DOWAGIAC — Despite having been legalized in the state of Michigan, one local institution is “just saying no” to recreational marijuana.

During its regular board of trustees meeting Monday evening, Southwestern Michigan College trustees listened to a presentation by Director of Campus Security and Conduct Lyndon Parrish about recreational marijuana, which was legalized by voters during the Nov. 6 election, and its effect on Southwestern Michigan College.

“There have been lots and lots of discussions around the state about what this might mean,” said SMC President David Mathews. “So, we asked Lyndon Parrish to speak, as he is involved in all things conduct.”

In short, recreational marijuana will not affect the college’s current policy, Parrish said. Due to federal policies, SMC will not be changing its own policy toward marijuana, and the drug will remain prohibited on SMC’s campus.

“Federally, marijuana is still a schedule one drug,” Parrish said. “It is still illegal.”

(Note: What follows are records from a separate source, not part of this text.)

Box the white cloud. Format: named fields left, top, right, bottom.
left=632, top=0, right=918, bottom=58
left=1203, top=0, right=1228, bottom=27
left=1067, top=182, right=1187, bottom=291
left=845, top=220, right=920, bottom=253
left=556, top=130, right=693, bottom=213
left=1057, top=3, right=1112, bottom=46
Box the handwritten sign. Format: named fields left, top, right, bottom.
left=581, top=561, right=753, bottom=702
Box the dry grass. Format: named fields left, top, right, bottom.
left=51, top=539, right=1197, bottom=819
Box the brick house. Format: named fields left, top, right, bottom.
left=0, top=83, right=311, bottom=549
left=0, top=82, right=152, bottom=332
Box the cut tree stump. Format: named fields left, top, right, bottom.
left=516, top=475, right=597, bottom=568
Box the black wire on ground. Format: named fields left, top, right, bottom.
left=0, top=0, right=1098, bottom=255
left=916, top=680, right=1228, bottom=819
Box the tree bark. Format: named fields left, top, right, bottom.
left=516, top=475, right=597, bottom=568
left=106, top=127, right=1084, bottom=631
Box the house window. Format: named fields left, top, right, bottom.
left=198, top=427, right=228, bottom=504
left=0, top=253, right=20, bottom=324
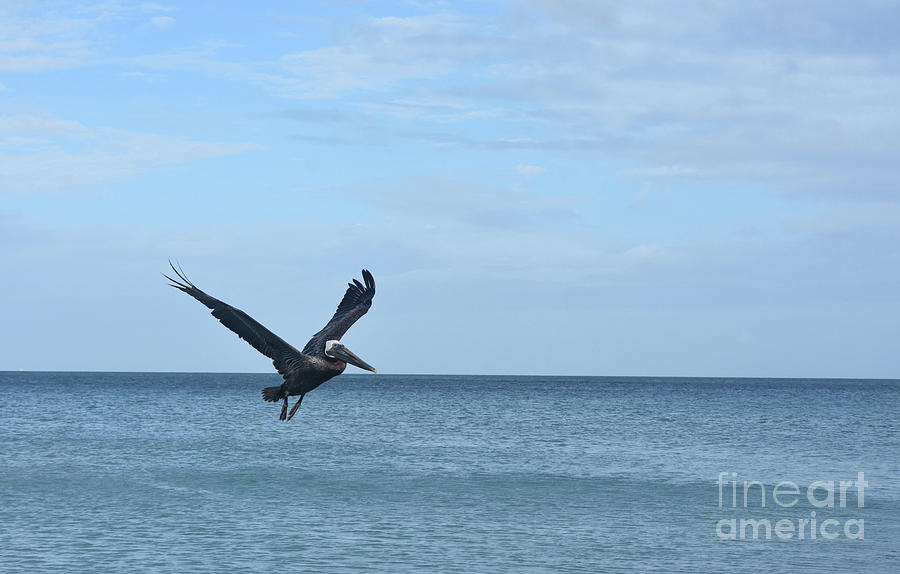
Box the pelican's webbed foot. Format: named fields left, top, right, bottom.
left=285, top=395, right=303, bottom=420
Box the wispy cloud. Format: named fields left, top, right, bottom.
left=516, top=164, right=544, bottom=177
left=0, top=116, right=262, bottom=192
left=150, top=16, right=175, bottom=30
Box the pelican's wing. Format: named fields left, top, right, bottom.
left=163, top=261, right=310, bottom=376
left=303, top=269, right=375, bottom=357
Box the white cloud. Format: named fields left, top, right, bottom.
left=0, top=116, right=261, bottom=192
left=150, top=16, right=175, bottom=30
left=516, top=165, right=544, bottom=177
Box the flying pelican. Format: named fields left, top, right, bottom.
left=162, top=261, right=376, bottom=420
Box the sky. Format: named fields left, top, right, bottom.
left=0, top=0, right=900, bottom=378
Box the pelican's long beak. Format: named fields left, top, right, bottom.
left=331, top=345, right=378, bottom=373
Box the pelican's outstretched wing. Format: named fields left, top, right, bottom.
left=303, top=269, right=375, bottom=357
left=162, top=261, right=310, bottom=376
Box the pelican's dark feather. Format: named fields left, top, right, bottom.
left=163, top=261, right=309, bottom=376
left=303, top=269, right=375, bottom=357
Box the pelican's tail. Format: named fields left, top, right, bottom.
left=263, top=385, right=285, bottom=403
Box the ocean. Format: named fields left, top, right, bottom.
left=0, top=372, right=900, bottom=574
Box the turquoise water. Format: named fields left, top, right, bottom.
left=0, top=373, right=900, bottom=573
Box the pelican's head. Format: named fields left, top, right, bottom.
left=325, top=341, right=378, bottom=373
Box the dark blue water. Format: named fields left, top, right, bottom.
left=0, top=373, right=900, bottom=573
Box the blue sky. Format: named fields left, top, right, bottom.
left=0, top=0, right=900, bottom=377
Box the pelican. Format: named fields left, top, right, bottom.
left=162, top=261, right=376, bottom=420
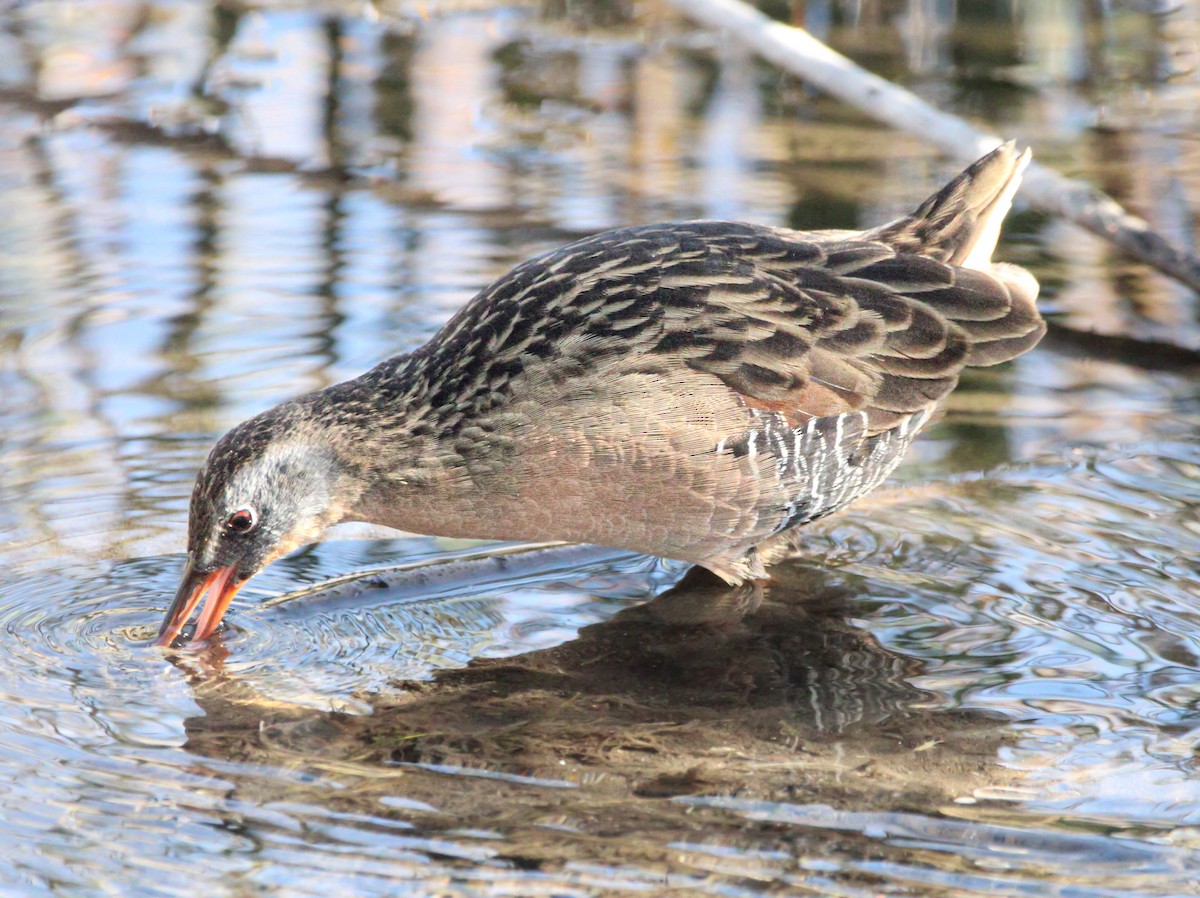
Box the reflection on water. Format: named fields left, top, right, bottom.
left=0, top=0, right=1200, bottom=896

As marijuana remains a federally illegal drug under the Controlled Substances Act of 1970, SMC cannot permit the use or distribution of marijuana on its campus in order to continue to receive federal funding and for students to receive federal financial aid.

The Drug-Free Schools and Communities (Campuses) Act of 1989 and the Federal Anti-Drug Abuse Act of 1988 have put in place several requirements with which all institutions of higher education receiving any form of federal funding must comply with. Among other requirements, recipients must have in place policies and a specific program that prohibits the unlawful possession, use or distribution of illicit drugs and alcohol by students and employees on campus or as any part of its activities.

“Basically, if we want to continue to any form of federal funding, we cannot allow any illegal drugs on campus, and marijuana is still illegal federally,” Parrish said.

A memo was sent to both students and staff to make them aware of SMC’s policy on recreational marijuana.

President Mathews said the policy was about keeping people out of trouble and ensuring that SMC is in compliance with federal law.

“We are not bucking a trend. We are not saying, ‘screw what voters said,’ no,” Mathews said. “We are following federal regulation, just as we have with every federal regulation. … Regardless of how you feel about Proposal 1, it does not change federal law.”

Both Parrish and Board Chairman Tom Jerdon noted that SMC did not change its policy on marijuana when medical marijuana was legalized, as federal disability laws do not allow for accommodations for on-campus use of the drug.